Depending on the circumstances, a ‘packed in’ claim is generally used for food. The rules for ‘packed in’ claims are set out in the Country of Origin Food Labelling Information Standard.
Under the Food Labelling Standard, a food that cannot claim to have been grown, produced or made in a country will only be able to claim to have been ‘packed in’ that country.
These claims can be used, for example, when the amount of processing done in a country is not enough to make a ‘made in’ claim.
Country of origin claims guide
The Country of origin claims guide explains the rules under the Australian Consumer Law, including the requirements for non-food items.
The Australian Consumer Law doesn’t require non-food products to have country of origin labelling, but other laws may apply.
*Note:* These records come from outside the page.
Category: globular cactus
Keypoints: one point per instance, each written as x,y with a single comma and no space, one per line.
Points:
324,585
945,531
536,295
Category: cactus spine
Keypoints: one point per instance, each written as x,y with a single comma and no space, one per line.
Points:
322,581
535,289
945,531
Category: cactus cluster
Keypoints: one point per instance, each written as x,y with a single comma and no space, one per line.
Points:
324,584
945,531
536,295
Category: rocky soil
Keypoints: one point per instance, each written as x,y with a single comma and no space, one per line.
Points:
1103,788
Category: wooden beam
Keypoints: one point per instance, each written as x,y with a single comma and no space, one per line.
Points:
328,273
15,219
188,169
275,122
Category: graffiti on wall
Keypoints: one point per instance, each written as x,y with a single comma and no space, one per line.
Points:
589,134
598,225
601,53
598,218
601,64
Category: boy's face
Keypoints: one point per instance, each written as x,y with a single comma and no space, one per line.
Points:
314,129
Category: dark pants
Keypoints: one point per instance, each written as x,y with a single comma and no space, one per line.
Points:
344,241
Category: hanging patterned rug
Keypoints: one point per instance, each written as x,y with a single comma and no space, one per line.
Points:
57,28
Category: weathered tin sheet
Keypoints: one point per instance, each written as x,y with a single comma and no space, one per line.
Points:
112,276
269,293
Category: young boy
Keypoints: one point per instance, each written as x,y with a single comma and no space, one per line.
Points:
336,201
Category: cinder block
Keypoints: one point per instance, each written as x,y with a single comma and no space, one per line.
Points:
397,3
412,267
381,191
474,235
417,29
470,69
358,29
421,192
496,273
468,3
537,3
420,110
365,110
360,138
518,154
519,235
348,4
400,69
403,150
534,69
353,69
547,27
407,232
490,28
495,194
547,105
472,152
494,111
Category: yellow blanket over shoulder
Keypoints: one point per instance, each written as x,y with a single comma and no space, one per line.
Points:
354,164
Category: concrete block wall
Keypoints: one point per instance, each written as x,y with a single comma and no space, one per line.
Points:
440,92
The Food Labelling Standard requires most foods offered for retail sale to have information on the country where the food was grown, produced or made.
See Country of origin food labelling for more information on the types of food that require country of origin labelling.
Together with fact sheets and guides, we also have information for:
- businesses that sell food or supply food to be sold in a retail setting on how to identify whether the Food Labelling Standard applies to their products
- businesses and consumers to understand the ‘grown in’, ‘produced in’, ‘made in’ and ‘packed in’ country of origin claims for food.
Other product claims
Sometimes the use of words, images or symbols might suggest or imply additional connections between a product and a particular country. For example, that the product’s manufacturer is Australian owned.
Businesses must ensure that all representations made about their products are not false, misleading or deceptive.
Use of the kangaroo logo and bar chart
The kangaroo logo is a registered trademark administered by Australian Made Campaign Limited.
Australian made or Australian grown food products offered for sale in Australia are permitted to use the kangaroo logo (without cost) as long as they follow the Food Labelling Standard.
Use of the kangaroo logo for non-food goods is optional and the logo may only be used under licence from Australian Made Campaign Limited. For more information, visit the Australian Made Campaign Limited website.
Businesses do not need a licence or approval to use the rectangle bar chart on their non-food goods.